The performance lifted the company’s half-year pre-tax profit to N14.73 billion, representing a 49 per cent increase over H1 2025.
Profit after tax also strengthened in Q2, rising 38 per cent year-on-year to N5.349 billion.
This pushed half-year profit after tax to N9.637 billion, significantly higher than the N6.7 billion achieved in the first half of 2025.
A review of the financial statements shows that the impressive bottom-line growth was driven by a mix of favourable factors.
Finance costs fell significantly to N447 million in Q2 2026, down from N1.44 billion in Q1 2025, following a reduction in the company’s loan book from N9.3 billion to N3.3 billion, a decline of roughly N6 billion.
Revenue performance remained strong, climbing 13 per cent year-on-year to N34 billion in Q2 2026.
The growth was largely supported by local sales, which accounted for more than 96 per cent of total revenue.
However, faster growth in direct costs relative to revenue weighed on profitability, leading to a slight compression in margins.

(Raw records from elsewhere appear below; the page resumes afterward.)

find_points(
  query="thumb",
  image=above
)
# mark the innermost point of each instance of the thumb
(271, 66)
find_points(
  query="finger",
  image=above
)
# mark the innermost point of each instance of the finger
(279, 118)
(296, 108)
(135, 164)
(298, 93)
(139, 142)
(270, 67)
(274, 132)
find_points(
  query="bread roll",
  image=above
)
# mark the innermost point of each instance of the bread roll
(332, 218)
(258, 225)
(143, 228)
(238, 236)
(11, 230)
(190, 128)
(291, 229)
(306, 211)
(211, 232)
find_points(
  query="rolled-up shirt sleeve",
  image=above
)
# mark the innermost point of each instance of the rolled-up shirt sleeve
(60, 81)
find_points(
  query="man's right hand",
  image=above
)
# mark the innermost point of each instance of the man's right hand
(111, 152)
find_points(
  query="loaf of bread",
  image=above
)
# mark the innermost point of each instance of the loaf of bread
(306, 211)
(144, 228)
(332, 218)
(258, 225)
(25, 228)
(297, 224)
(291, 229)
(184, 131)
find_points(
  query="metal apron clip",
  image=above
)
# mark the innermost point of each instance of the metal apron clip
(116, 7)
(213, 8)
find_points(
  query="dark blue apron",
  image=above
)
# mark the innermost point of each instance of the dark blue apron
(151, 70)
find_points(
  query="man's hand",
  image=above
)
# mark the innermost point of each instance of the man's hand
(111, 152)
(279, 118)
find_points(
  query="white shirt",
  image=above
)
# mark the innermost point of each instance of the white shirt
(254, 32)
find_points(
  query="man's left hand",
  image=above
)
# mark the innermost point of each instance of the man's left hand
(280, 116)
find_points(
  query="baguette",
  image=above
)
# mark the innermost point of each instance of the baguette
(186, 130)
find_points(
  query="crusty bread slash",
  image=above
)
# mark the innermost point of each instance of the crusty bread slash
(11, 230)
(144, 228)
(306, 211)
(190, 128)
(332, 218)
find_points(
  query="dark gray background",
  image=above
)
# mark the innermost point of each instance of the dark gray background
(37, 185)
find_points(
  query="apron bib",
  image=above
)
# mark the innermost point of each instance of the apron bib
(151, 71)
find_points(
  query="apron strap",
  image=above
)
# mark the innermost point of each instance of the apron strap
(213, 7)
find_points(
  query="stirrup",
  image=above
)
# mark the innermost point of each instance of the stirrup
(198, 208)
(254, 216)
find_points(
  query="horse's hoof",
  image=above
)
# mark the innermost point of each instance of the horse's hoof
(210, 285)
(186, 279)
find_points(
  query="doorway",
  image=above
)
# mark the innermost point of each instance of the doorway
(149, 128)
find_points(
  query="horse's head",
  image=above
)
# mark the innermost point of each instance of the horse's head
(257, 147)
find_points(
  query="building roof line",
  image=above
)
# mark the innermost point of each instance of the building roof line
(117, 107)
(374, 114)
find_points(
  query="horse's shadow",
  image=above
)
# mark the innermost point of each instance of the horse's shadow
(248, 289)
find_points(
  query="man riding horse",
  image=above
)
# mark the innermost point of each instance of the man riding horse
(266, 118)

Gross profit margin declined to 33 per cent in Q2 2026, down from 34 per cent in the corresponding period of 2025.
Operating expenses rose moderately by 9 per cent year-on-year to N4.2 billion in Q2 2026, growing at a slower pace than gross profit.
As a result, operating profit increased by 19 per cent year-on-year to N8.33 billion, while operating margin improved by 5.19 percentage points to 24 per cent in Q2 2026.
Balance Sheet
Vitafoam’s total assets expanded by 1.53 per cent to N66.729 billion, driven mainly by property, plant and equipment valued at N15.8 billion, as well as an increase in cash and cash equivalents to N12 billion.
The higher cash balance likely supported growth in finance income, which rose to N233.731 million from N69.307 million recorded in Q2 2025.
On the equity side, total shareholders’ funds rose 13 per cent year-on-year to N40.043 billion, largely driven by an increase in retained earnings, which climbed to N31 billion.